| Literature DB >> 35252221 |
Sabrina Zora1, Alberto Cella1, Stefano Poli2, Nicola Veronese3, Elena Zini2, Paola Giannoni2, Valeria Pandolfini2, Claudio Torrigiani2, Alberto Pilotto1,4.
Abstract
Ageism is a stereotyping, prejudice and discrimination against people, based on age. Ageism may impact the quality of life and the care of older people, a problem that can be greater when the older person is "frail." However, few studies explored the role of frailty as a factor related to ageism. The aim of this study was to assess the association between perceived age discrimination (PAD), i.e., ageism, and multidimensional frailty in a cohort of community-dwelling older adults. We enrolled 1,337 community-dwelling subjects over-65 years that filled out a structured questionnaire to collect psycho-socio-economic and behavioral information. Multidimensional frailty was assessed by the SELFY-Multidimensional Prognostic Index Short-Form (SELFY-MPI-SF).

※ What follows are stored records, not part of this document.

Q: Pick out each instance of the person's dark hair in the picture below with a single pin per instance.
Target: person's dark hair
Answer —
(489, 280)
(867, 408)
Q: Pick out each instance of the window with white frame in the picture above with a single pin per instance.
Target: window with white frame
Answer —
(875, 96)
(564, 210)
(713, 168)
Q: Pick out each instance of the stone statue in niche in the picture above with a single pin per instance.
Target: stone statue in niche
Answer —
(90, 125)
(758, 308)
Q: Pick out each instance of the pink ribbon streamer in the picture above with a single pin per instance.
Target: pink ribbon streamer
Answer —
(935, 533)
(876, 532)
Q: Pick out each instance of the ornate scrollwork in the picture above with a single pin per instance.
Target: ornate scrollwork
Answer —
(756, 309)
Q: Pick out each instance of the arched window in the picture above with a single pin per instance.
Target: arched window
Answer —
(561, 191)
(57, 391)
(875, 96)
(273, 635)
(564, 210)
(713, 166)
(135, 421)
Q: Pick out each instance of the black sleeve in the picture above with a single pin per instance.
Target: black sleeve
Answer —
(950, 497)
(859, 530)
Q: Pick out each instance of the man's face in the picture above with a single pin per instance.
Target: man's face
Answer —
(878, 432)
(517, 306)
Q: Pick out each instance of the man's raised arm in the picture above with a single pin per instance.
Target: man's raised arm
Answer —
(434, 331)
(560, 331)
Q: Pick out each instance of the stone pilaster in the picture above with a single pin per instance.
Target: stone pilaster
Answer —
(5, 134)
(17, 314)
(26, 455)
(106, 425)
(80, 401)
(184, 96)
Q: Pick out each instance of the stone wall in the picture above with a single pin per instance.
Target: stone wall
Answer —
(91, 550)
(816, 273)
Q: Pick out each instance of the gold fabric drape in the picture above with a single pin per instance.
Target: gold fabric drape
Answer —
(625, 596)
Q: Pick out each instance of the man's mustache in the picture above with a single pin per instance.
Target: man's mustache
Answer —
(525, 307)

PAD, over the past 5 years, was assessed based on explicit criteria. Overall, 83 out of 1,337 participants (6.2%) reported PAD. These subjects were older, more frequently women, with greater economic difficulties, lower level of cultural fruition, social network and psychological well-being, and a greater degree of frailty compared to their counterparts. After adjustment for age and gender, multidimensional frailty (SELFY-MPI-SF score) and negative affectivity were the two only "predictors" significantly associated with PAD (SELFY -MPI-SF, Odds Ratio: 1.19, 95%CI: 1.029-1.370; PANAS negative: Odds Ratio: 1.06, 95%CI: 1.033-1.099). In conclusion, self-reported frailty and negative affectivity are independently associated with PAD in community-dwelling older people. Interventions to prevent and treat frailty could be useful to reduce ageism and improve the well-being of the older people.Entities:
Keywords: epidemiology; multidimensional prognostic index; older; perceived age discrimination; self-assessed frailty
Year: 2022 PMID: 35252221 PMCID: PMC8894609 DOI: 10.3389/fmed.2021.734636
Source DB: PubMed Journal: Front Med (Lausanne) ISSN: 2296-858X
Participants' characteristics.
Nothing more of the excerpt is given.